The combination of low cost, guaranteed 100% DOS compatibility and a growing base of apps was a magic one for Windows, which began to dominate the business desktop in spite of massive architectural flaws. OS/2 fell to the technologically inferior Windows glorified-shell because IBM forgot one of the critical rules of sales: ask the customer what he wants. OS/2 was a technologically superior operating system, but it solved problems that weren't yet on the average consumer's radar and it didn't address issues that the customer did worry about (such as guaranteed compatibility).
The failure of Micro Channel
The other half of IBM's plan for world domination was a proprietary peripheral interface for computers: Micro Channel. The Micro Channel Architecture, or MCA, was a replacement for the horrible ISA bus. It debuted in the PS/2, and it was designed to solve certain glaring technical problems in the PC platform while simultaneously eliminating competition in the hardware market. Like the OS/2 operating system, it was technologically advanced but it was doomed to failure.

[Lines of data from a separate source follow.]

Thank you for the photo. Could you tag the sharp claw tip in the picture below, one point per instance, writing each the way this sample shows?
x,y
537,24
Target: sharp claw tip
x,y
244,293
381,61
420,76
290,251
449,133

The MCA failed because it was a truly closed standard. Not only was it proprietary and subject to licensing requirements, but it relied upon an unwieldy and expensive registration process. Anyone marketing an MCA card had to register it with IBM, because each device required a unique ID number and compatibility certification. Nobody could make Micro Channel machines without IBM's permission, and nobody could make Micro Channel cards without going through IBM for certification and registration. Welcome to the monopoly.
I was actually an employee of IBM in 1988, and I remember asking a marketing executive what their strategy was for dealing with "the Compaq threat," since Compaq was the undisputed leader of the so-called "IBM clones" at the time. Compaq and the other clone-makers were selling computers that outraced IBM's computers for much less money, and businesses were taking notice. Amazingly, he calmly replied that IBM didn't need a strategy! In his view, all clone-makers were doomed by the new proprietary MCA standard. He expected that all of the clones would either stay with ISA and fade away as the new standard took hold, or they would switch to MCA and pay royalties to IBM. Either way, IBM would win! Of course, history tells us otherwise. The PC-compatible industry responded to IBM's shot across the bow with a return salvo of its own: the EISA (Extended ISA) standard.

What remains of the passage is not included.